Pullman’s fascinating introduction to the collection proves his extensive research and his dedicated admiration of the tales and their tellers. And his own tellings are indeed inventive and exquisitely crafted. ‘The Juniper Tree’, which Pullman admits is his own favourite, is also one of mine. It is a story with unusual aesthetic delicacy and a moving, multi-layered narrative. Another, ‘The Three Snake Leaves’, from which he read at the Queen Elizabeth Hall, also has a dramatic intensity that makes it entirely compelling, and there are many tales with moments of memorable elation, horror, poignancy and provocation.

But the plainness of the writing, which Pullman consciously cultivates to harmonise with his concept of the tales’ characters as the ‘little cardboard cut-out figures that come with the toy theatre’, ultimately undermines the power of this book. The same fault can be found in his The Good Man Jesus and the Scoundrel Christ (2010). In it, Pullman similarly remains faithful to his source and evokes The Bible’s austere prose, but thereby creates a rather unsubtle, dull and worthy book. By writing the Grimm stories in language that is concise and economic, he loses the profound, galvanising appeal to one's very sense of humanity that he so superlatively achieves in the His Dark Materials trilogy (1995-2000). For that series is, in essence, a retelling of the most well-known tale of them all, Genesis’s account of Adam and Eve and the Fall (or, in Pullman’s eyes, the Awakening) of Man.
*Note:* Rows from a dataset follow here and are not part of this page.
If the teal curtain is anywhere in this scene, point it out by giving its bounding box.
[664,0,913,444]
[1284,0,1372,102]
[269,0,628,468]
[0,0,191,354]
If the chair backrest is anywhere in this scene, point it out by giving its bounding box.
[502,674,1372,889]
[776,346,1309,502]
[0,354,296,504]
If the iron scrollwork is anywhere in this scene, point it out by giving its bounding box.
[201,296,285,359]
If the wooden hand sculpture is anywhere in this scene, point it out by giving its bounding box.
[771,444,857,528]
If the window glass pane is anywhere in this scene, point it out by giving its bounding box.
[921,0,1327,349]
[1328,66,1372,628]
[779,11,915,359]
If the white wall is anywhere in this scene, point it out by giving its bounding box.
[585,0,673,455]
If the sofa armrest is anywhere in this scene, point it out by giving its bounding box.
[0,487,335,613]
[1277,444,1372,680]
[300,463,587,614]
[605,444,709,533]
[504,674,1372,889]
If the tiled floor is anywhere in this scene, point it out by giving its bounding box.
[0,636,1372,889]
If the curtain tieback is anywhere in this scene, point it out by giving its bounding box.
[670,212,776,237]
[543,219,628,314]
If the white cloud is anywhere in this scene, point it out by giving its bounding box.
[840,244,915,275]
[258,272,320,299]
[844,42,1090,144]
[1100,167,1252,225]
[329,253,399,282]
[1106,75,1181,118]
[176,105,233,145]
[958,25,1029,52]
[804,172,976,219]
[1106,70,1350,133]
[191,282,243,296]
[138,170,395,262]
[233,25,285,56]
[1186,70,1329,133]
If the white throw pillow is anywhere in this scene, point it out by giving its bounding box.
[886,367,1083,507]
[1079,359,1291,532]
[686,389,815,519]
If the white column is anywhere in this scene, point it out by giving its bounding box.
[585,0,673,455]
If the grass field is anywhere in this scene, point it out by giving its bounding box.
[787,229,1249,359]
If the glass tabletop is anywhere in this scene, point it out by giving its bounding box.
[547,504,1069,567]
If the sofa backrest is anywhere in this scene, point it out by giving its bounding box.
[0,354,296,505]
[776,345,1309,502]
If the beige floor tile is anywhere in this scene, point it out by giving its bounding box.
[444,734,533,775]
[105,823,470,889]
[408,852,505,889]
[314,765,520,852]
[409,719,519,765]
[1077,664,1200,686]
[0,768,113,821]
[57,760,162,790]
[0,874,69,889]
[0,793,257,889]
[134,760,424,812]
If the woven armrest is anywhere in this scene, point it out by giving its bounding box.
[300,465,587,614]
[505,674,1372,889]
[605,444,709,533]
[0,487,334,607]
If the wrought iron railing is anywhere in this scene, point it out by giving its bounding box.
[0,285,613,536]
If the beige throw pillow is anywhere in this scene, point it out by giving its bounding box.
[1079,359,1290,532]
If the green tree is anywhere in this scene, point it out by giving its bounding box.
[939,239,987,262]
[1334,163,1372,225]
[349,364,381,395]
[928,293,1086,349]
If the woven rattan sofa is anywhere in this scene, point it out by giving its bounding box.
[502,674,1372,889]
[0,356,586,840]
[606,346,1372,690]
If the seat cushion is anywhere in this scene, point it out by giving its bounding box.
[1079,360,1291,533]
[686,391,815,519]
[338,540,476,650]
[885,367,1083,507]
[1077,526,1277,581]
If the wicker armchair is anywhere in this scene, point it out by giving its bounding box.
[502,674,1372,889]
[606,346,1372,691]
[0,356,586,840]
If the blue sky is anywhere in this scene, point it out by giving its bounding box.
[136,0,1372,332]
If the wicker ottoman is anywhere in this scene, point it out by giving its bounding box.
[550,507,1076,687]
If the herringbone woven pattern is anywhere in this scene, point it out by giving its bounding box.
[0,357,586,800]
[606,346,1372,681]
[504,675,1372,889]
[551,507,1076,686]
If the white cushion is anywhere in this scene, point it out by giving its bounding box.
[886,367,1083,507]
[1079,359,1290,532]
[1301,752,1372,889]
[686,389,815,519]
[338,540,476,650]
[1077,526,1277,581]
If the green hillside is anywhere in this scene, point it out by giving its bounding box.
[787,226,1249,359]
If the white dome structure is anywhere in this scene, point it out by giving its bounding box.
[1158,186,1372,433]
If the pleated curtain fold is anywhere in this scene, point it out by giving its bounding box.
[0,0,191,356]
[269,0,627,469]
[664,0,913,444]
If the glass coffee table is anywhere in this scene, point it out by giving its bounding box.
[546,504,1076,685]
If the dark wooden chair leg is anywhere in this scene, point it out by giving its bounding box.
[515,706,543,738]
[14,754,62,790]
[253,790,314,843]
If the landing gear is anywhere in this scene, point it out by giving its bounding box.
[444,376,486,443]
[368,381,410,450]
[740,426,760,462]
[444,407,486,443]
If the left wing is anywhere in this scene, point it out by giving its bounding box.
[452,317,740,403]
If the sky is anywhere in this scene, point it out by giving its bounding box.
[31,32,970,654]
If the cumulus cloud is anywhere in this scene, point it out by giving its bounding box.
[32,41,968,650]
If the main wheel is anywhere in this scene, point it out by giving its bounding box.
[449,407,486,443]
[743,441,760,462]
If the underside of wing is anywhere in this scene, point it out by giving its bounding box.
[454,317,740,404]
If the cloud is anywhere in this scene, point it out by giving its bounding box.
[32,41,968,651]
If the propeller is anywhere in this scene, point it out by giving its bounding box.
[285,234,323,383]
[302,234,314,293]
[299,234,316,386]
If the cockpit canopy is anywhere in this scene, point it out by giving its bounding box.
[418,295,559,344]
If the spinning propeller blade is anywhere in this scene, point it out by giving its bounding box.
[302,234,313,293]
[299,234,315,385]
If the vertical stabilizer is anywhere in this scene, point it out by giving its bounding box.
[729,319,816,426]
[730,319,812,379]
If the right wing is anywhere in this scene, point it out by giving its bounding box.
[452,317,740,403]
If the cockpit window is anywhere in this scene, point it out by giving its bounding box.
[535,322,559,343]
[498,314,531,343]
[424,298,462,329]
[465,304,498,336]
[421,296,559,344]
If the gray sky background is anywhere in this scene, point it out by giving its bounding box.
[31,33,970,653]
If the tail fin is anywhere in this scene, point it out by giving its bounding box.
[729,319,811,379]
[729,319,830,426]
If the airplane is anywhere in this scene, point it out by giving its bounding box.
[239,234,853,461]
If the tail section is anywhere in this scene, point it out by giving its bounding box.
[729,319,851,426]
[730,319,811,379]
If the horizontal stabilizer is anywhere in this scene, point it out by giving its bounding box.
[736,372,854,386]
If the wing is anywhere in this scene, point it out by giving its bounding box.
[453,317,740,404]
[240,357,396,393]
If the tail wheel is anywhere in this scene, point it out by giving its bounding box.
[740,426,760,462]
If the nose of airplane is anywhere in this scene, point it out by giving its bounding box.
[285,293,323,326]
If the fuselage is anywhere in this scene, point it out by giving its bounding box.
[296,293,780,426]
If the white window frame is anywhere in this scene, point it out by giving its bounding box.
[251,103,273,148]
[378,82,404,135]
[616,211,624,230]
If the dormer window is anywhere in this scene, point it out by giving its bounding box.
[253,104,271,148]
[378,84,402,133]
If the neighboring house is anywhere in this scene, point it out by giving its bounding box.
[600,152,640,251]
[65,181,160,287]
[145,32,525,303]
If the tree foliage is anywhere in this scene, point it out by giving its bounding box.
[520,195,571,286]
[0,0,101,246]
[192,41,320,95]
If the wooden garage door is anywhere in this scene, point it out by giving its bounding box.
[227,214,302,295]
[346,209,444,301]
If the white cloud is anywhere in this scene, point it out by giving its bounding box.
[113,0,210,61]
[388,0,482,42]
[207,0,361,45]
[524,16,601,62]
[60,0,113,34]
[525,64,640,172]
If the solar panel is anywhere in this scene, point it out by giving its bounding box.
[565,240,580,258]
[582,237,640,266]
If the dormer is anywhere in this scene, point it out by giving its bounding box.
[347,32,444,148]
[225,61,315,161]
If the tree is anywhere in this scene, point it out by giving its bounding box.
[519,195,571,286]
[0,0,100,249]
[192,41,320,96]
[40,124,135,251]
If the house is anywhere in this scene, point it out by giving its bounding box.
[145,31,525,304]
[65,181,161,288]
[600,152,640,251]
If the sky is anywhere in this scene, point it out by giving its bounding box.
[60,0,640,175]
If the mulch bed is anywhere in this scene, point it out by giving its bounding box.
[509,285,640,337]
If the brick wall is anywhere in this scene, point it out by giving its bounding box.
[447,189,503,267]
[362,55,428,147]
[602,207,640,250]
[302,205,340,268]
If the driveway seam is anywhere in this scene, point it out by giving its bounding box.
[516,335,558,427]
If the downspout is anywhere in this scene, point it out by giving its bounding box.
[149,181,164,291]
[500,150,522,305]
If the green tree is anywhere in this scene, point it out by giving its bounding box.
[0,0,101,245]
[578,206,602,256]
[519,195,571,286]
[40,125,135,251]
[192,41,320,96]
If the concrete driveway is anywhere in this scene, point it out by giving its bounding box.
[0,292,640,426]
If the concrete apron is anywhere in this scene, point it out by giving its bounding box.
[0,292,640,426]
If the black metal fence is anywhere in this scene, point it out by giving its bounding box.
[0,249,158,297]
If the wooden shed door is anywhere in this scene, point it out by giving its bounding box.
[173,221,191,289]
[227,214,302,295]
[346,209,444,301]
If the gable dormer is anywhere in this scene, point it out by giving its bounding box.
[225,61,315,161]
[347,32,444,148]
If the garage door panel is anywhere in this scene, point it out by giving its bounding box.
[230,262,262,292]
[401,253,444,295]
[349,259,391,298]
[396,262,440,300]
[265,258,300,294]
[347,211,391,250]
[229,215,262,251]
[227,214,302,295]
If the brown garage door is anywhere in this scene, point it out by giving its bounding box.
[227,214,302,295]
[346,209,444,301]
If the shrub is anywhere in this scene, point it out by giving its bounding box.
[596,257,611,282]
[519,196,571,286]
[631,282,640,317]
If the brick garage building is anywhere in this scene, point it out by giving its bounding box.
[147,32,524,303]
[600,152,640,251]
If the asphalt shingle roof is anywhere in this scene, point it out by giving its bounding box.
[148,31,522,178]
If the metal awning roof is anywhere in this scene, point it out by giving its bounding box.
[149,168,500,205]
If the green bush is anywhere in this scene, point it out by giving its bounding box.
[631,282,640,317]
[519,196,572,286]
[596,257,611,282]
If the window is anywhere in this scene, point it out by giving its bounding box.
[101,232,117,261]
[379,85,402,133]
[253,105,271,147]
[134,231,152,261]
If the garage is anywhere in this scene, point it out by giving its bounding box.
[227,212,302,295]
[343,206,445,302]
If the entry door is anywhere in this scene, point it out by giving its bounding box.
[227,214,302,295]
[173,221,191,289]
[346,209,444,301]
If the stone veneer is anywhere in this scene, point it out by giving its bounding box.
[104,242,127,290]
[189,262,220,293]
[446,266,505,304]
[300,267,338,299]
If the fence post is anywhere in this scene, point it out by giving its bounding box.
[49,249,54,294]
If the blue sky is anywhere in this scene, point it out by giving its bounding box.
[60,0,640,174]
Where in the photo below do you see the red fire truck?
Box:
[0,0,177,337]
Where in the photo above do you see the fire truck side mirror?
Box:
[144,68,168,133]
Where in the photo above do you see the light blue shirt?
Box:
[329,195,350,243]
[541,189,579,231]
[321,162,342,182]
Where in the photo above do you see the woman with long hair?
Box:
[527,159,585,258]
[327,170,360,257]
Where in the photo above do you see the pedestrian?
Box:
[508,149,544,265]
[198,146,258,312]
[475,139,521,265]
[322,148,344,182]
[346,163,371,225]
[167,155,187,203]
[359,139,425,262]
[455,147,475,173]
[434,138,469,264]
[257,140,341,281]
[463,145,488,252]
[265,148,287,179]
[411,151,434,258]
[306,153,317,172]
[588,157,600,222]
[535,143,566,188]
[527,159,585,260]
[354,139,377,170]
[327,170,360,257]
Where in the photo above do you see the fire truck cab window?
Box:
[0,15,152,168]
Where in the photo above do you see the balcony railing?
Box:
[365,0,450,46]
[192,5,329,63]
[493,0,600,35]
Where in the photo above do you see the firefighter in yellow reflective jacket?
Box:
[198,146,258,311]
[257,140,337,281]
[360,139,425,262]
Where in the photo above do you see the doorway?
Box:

So I accept the belief Pullman articulated in his talk, that the cut-out nature of the Grimm characters allows the tales to be ‘more gruesome and yet still palatable, rooting them in the reality of terrible social situations and making them into stories’. But as stories, there can still be no comparison between the perils undergone by the Grimm brothers’ human silhouettes and Lyra and Will’s humanising of what the author would see as another kind of fairytale. Which I suppose is a tribute to Pullman himself, to his ability to create the very best kind of story.

At the Queen Elizabeth Hall he said he wrote Grimm Tales for Young and Old because he fears ‘in the splintering of our world that fairytales will be lost’. And I do believe Pullman has continued valuably the enduring, treasured tradition of retelling and reshaping these tales. But it is his own contribution to our splintering world, not with fairytales but with his own stunning novels, that will remain the lasting testament to his brilliance as a storyteller.